TEHRAN, Oct 24 (Reuters) Iran will not abandon its atomic goals because of UN sanction resolutions that are ''just a pile of papers'', President Mahmoud Ahmadinejad said today.
The Security Council has imposed two sets of limited sanctions because of Iran's failure to heed a demand to halt nuclear work the West believes is aimed at building atomic bombs. Tehran denies any such military plans.
''Some people tell us Iran's case is at the (UN) Security Council but we tell them those (decisions by the Council) are just a pile of papers. They don't have any value for us,'' Iran's ISNA news agency reported Ahmadinejad as saying.
Iran's new chief nuclear negotiator, Saeed Jalili, yesterday held talks in Rome with European Union foreign policy chief Javier Solana, who is representing world powers in a bid to end the atomic row.
Both sides described those talks as ''constructive''. Further discussions are expected by the end of November.
''The Islamic Republic of Iran works in the framework of the law.

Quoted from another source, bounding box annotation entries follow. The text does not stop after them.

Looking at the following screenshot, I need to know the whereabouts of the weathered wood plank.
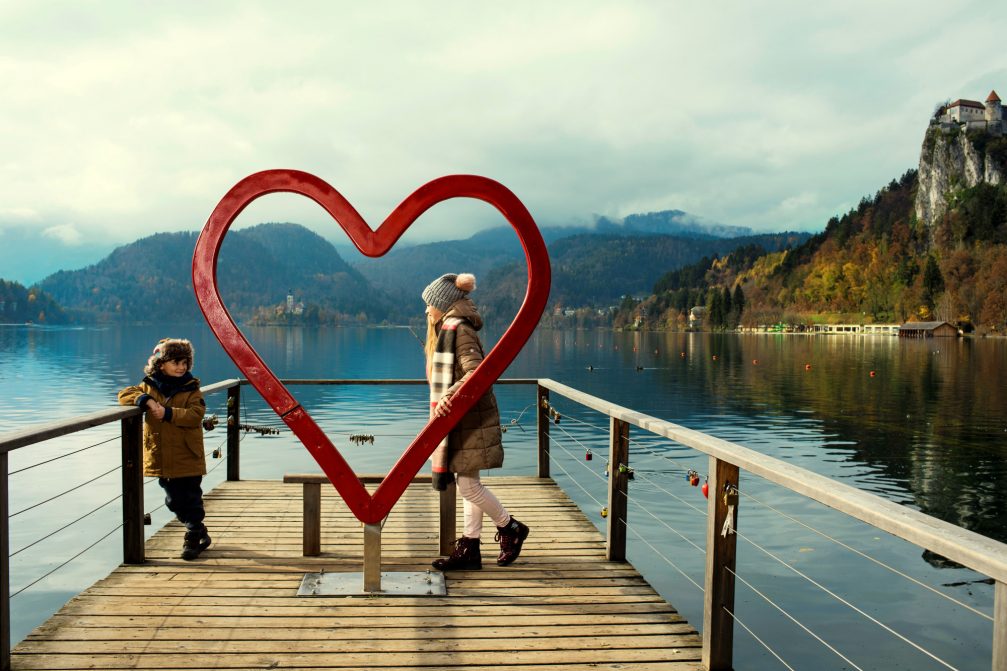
[12,478,702,671]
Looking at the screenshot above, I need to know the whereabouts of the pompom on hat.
[423,273,475,312]
[143,338,193,375]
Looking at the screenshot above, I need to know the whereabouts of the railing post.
[536,385,549,478]
[605,417,629,561]
[703,456,738,671]
[364,521,385,592]
[0,451,10,671]
[121,414,144,564]
[228,384,242,482]
[438,483,458,556]
[993,580,1007,671]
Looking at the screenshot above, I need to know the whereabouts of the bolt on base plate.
[297,571,447,596]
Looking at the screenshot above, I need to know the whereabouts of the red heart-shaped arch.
[192,170,551,524]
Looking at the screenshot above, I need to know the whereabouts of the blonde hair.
[423,314,437,368]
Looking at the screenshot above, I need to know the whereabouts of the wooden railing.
[538,379,1007,671]
[0,379,1007,671]
[0,380,243,671]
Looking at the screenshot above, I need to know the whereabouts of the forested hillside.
[40,224,393,323]
[617,157,1007,332]
[0,280,67,324]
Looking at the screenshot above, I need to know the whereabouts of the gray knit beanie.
[143,338,193,375]
[423,273,475,312]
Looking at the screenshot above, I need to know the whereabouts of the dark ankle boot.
[431,536,482,571]
[493,517,531,566]
[182,527,211,561]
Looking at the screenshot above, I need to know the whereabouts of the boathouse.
[898,321,958,338]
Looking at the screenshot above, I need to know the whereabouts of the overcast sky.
[0,0,1007,261]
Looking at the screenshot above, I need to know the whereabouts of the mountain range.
[15,211,808,323]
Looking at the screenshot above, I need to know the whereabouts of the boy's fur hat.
[143,338,194,375]
[423,273,475,312]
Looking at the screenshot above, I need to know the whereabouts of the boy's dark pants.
[157,476,206,531]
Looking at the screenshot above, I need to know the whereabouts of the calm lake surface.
[0,324,1007,669]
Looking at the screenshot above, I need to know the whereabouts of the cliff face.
[915,126,1007,226]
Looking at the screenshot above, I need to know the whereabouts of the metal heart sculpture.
[192,170,551,524]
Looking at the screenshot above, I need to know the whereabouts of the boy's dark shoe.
[431,536,482,571]
[493,517,531,566]
[182,527,212,561]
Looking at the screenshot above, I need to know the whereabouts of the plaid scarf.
[427,317,462,473]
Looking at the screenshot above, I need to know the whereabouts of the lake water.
[0,325,1007,669]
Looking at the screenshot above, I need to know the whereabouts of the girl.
[423,273,529,571]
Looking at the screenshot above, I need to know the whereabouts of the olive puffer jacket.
[443,298,504,473]
[119,373,206,478]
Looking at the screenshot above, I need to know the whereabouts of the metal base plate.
[297,571,447,596]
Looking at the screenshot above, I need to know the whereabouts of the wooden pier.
[11,477,702,671]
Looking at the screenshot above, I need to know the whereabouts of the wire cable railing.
[551,386,993,669]
[7,381,1007,669]
[10,465,122,518]
[7,435,119,476]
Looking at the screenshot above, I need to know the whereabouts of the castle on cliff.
[930,91,1004,135]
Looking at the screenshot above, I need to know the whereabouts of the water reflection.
[0,324,1007,668]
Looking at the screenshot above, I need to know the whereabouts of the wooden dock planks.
[12,477,701,671]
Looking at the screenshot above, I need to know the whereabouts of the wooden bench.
[283,474,456,563]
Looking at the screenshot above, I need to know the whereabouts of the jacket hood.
[444,297,482,330]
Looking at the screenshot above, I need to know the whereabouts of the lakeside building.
[930,91,1004,135]
[898,321,959,338]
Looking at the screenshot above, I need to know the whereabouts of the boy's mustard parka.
[119,374,206,478]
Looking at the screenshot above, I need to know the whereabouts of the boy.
[119,338,210,561]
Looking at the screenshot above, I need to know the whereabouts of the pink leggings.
[458,471,511,538]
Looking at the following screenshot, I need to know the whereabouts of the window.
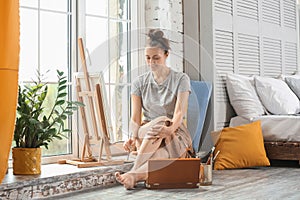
[19,0,137,163]
[78,0,137,142]
[19,0,73,162]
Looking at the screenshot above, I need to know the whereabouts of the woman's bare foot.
[115,172,136,190]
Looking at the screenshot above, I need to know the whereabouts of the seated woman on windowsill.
[115,29,192,189]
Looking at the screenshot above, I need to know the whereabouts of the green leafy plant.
[14,70,84,149]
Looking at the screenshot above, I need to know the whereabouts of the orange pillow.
[214,121,270,169]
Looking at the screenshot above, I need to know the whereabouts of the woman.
[115,29,192,189]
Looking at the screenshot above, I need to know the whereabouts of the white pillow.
[285,77,300,99]
[254,76,300,114]
[226,74,265,119]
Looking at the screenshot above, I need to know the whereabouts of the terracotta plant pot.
[12,148,41,175]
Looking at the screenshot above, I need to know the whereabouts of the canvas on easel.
[59,38,124,168]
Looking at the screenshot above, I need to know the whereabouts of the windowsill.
[0,156,133,199]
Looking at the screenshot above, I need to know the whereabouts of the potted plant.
[12,70,83,174]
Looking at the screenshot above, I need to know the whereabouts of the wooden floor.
[60,163,300,200]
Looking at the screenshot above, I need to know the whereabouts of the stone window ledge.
[0,163,133,199]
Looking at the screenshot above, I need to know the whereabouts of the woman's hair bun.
[148,29,164,40]
[146,29,171,53]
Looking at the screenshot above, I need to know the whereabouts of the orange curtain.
[0,0,20,183]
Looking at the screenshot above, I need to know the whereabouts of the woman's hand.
[123,138,136,152]
[147,124,174,139]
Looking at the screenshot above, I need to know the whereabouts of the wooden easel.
[59,38,124,168]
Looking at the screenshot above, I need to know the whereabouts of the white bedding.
[229,115,300,141]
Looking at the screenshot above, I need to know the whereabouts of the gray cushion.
[285,77,300,99]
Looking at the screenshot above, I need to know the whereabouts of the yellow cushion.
[214,121,270,169]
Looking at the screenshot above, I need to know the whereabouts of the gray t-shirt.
[131,69,191,121]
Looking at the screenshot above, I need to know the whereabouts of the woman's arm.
[170,91,190,132]
[123,94,142,152]
[131,94,142,132]
[148,91,189,138]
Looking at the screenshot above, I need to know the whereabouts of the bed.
[226,74,300,164]
[230,115,300,164]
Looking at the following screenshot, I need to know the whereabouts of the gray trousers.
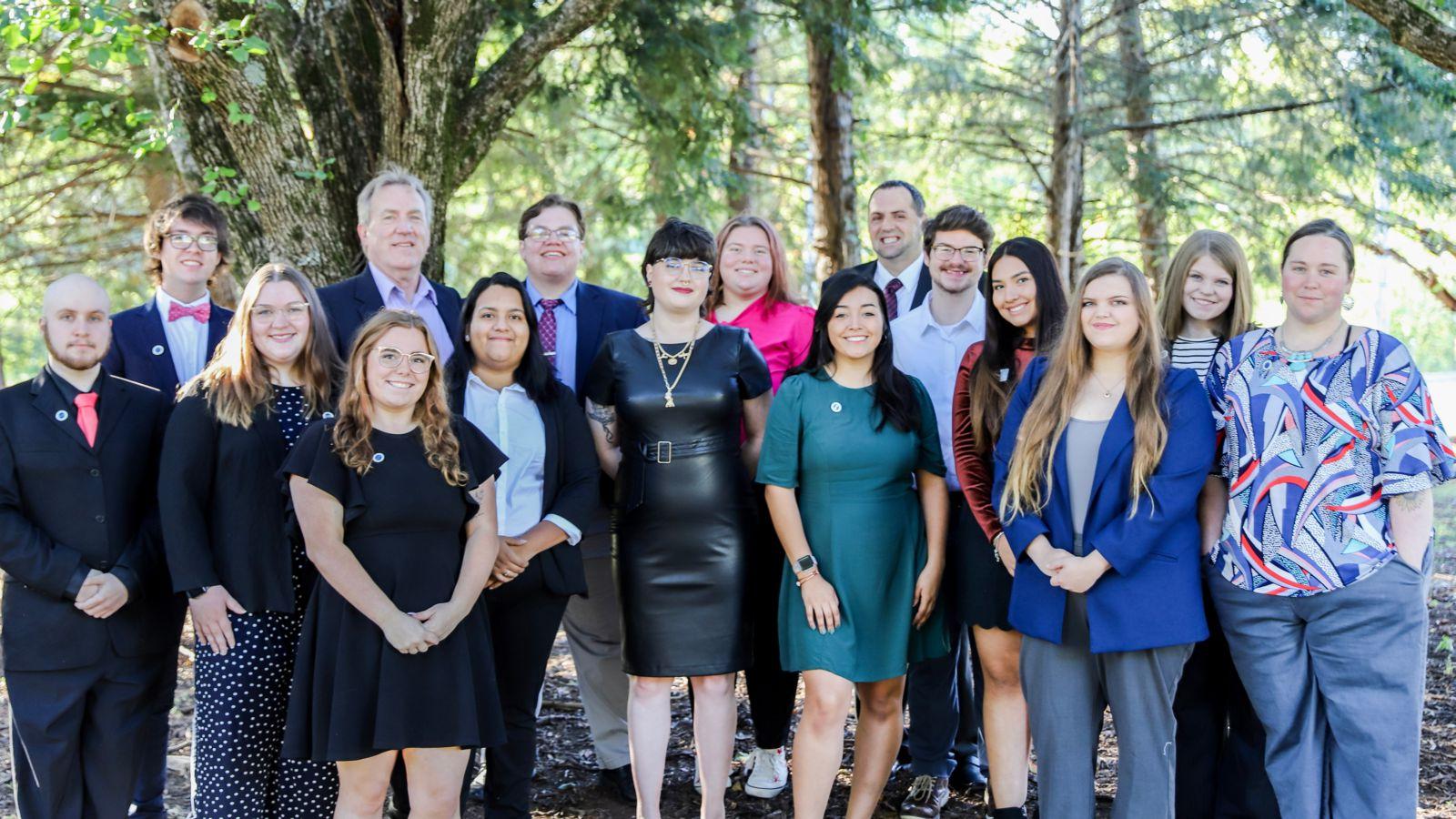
[1021,594,1192,819]
[1206,548,1434,819]
[562,544,632,770]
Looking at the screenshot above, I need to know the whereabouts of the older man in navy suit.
[0,276,177,819]
[104,194,233,816]
[318,167,460,363]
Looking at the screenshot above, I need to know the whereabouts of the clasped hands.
[1026,535,1112,593]
[76,569,129,620]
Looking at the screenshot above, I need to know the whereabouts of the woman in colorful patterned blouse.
[1203,218,1456,819]
[708,214,814,799]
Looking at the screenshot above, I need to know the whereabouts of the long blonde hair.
[1000,257,1168,519]
[333,310,469,487]
[1158,230,1254,342]
[180,262,339,430]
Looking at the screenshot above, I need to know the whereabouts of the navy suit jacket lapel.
[134,296,177,393]
[31,370,90,451]
[577,281,602,387]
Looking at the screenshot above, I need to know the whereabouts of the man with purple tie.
[517,194,646,802]
[0,276,177,819]
[846,179,930,320]
[104,194,233,816]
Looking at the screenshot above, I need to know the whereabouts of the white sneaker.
[743,748,789,799]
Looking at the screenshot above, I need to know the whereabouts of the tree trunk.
[153,0,621,284]
[1112,0,1168,283]
[1046,0,1083,287]
[1350,0,1456,75]
[728,0,762,214]
[804,19,859,279]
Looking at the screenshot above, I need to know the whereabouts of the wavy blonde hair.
[1158,230,1254,344]
[1000,257,1168,519]
[333,310,469,487]
[179,262,339,430]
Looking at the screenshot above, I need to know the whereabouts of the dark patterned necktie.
[885,278,905,320]
[536,298,561,370]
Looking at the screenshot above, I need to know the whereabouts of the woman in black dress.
[157,264,339,819]
[585,218,769,819]
[282,310,505,817]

As we have said we want to talk and negotiate and we are ready to answer if there are any questions or ambiguities,'' Ahmadinejad told reporters after a cabinet meeting, ISNA said.
Six world powers have agreed to delay any further UN penalties until at least November. They want to see if Iran is cooperating with the UN watchdog, the International Atomic Energy Agency, in answering questions about Tehran's nuclear intentions and to await a report by Solana.
In comments carried by Iran's Mehr News Agency, Ahmadinejad said Iran was ready to consider ''constructive'' proposals from Europe but said they should not adopt the ''devilish behaviour'' pursued by the United States, Iran's arch foe.
The United States says it wants a diplomatic solution to the standoff but has not ruled out military action if that route does not work.
The president does not have the final say in nuclear policy or other matters of state in Iran. Supreme Leader Ayatollah Ali Khamenei has ultimate authority and has also said in the past that the Islamic Republic would not buckle under pressure.